FDA Warns Against Using 'Expression' Injectable as Wrinkle-FillerAug 13, 2014
The hyaluronic acid product Expression injectable should not be used off-label as dermal filler, the U.S. Food and Drug Administration (FDA) warns. In a Safety Alert issued August 5, 2014, the agency said that this type of unapproved use is associated with swelling, tenderness, firmness, lumps, bumps, bruising, pain, redness, discoloration, itching, and the development of hard nodules.
Enhancement Medical LLC, the manufacturer of Expression, received a warning letter from the FDA dated June 4, 2014 “advising the company of multiple quality system, correction/removal, and medical device reporting violations that were revealed during an inspection” the FDA said. The letter also accuses Enhancement Medical of improperly marketing Expression as an “injectable filler”.

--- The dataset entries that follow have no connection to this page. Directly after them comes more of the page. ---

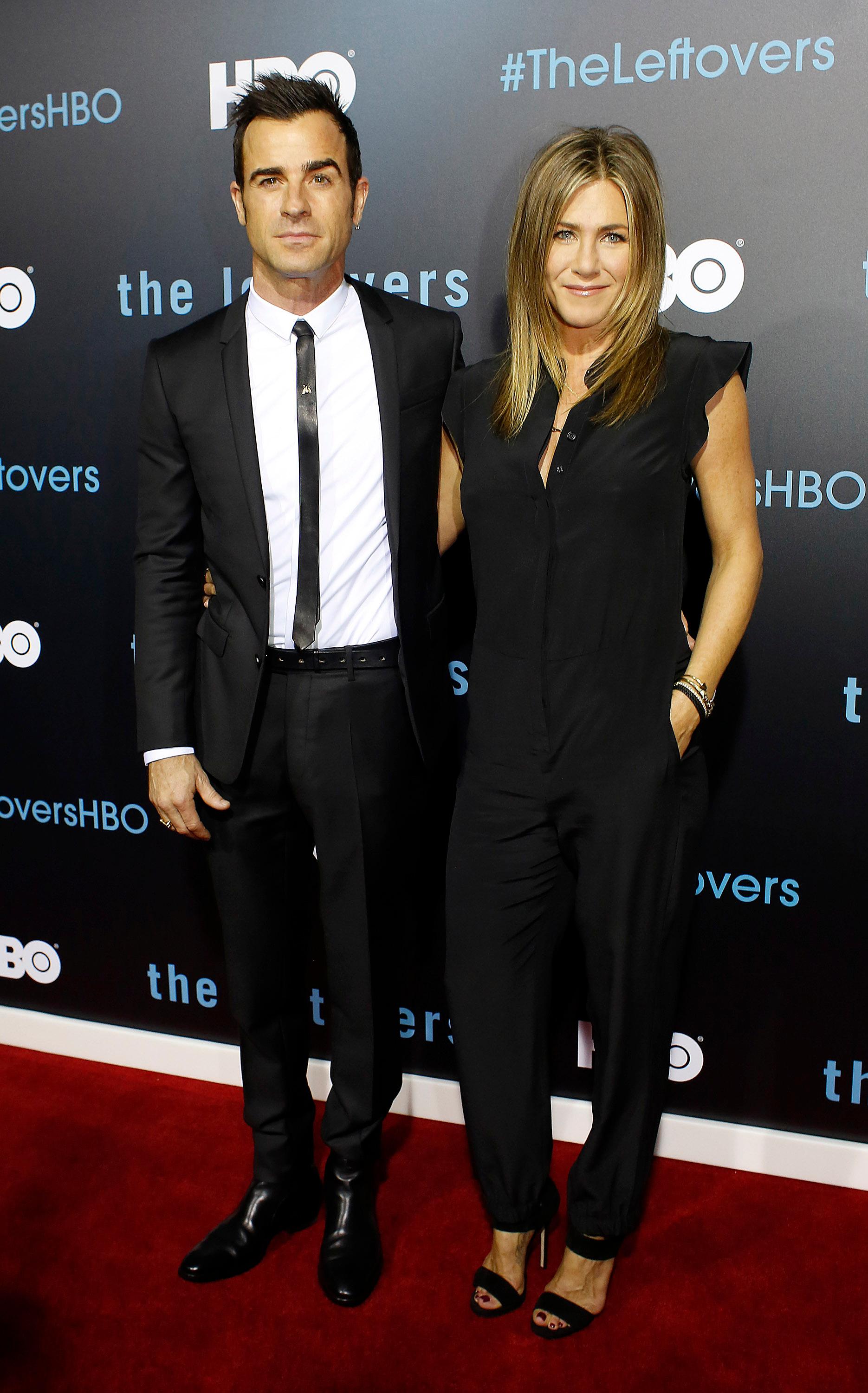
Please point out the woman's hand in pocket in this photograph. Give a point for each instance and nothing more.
(683, 718)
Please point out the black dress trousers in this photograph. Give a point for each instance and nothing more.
(332, 765)
(573, 771)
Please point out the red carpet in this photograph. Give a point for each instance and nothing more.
(735, 1281)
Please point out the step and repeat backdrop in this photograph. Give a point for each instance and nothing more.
(116, 226)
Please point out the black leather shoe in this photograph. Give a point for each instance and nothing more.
(241, 1242)
(351, 1257)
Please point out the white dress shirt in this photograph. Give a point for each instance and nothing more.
(357, 601)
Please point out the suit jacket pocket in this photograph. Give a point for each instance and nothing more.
(420, 396)
(212, 634)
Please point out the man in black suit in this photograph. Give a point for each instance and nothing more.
(290, 443)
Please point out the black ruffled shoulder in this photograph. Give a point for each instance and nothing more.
(715, 363)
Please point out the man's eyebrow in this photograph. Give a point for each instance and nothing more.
(311, 166)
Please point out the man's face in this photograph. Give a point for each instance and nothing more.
(297, 204)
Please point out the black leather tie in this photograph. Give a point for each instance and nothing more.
(307, 597)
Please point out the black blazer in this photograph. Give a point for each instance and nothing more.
(198, 672)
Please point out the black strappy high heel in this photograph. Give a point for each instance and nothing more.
(498, 1286)
(575, 1317)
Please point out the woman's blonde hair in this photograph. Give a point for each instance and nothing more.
(630, 368)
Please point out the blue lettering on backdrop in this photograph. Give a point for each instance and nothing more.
(852, 691)
(711, 62)
(16, 478)
(747, 888)
(845, 496)
(87, 814)
(179, 987)
(105, 106)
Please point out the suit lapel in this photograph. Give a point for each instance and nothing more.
(381, 336)
(236, 378)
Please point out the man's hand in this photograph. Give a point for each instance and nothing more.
(172, 785)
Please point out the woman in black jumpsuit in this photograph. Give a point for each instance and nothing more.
(572, 762)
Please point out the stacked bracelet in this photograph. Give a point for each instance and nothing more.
(697, 693)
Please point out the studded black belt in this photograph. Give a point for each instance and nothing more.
(357, 658)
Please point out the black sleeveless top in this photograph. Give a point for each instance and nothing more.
(579, 584)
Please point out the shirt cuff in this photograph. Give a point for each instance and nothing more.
(165, 754)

The FDA has approved Expression for use as an intranasal splint. After surgery and trauma, this product is meant to reduce bleeding and swelling and prevent the septum from sticking to the nasal cavity. Although it has some similar ingredients to other FDA-approved wrinkle fillers, the agency has not approved it for this purpose.
The agency notes that approved injectable fillers have undergone clinical testing because they are classified as class III, or high risk. The FDA has reviewed data showing that the products are safe and effective for use. No such safety review has been conducted for the use of Expression as dermal filler. The FDA wrote on its website that “without reviewing clinical data supporting the safety and effectiveness the FDA cannot not fully understand the nature, severity, or rate of occurrence of adverse events associated with Expression and has no assurance of this product’s safety or effectiveness when used as a “dermal filler.”
The FDA reported that one patient was left with “obvious deformity” after off-label use of Expression. After the product was injected, firm masses developed and the attempts to remove them were unsuccessful. Patients who have received expression as dermal filler “should be monitored for adverse events and referred for corrective treatment when appropriate,” the agency recommends.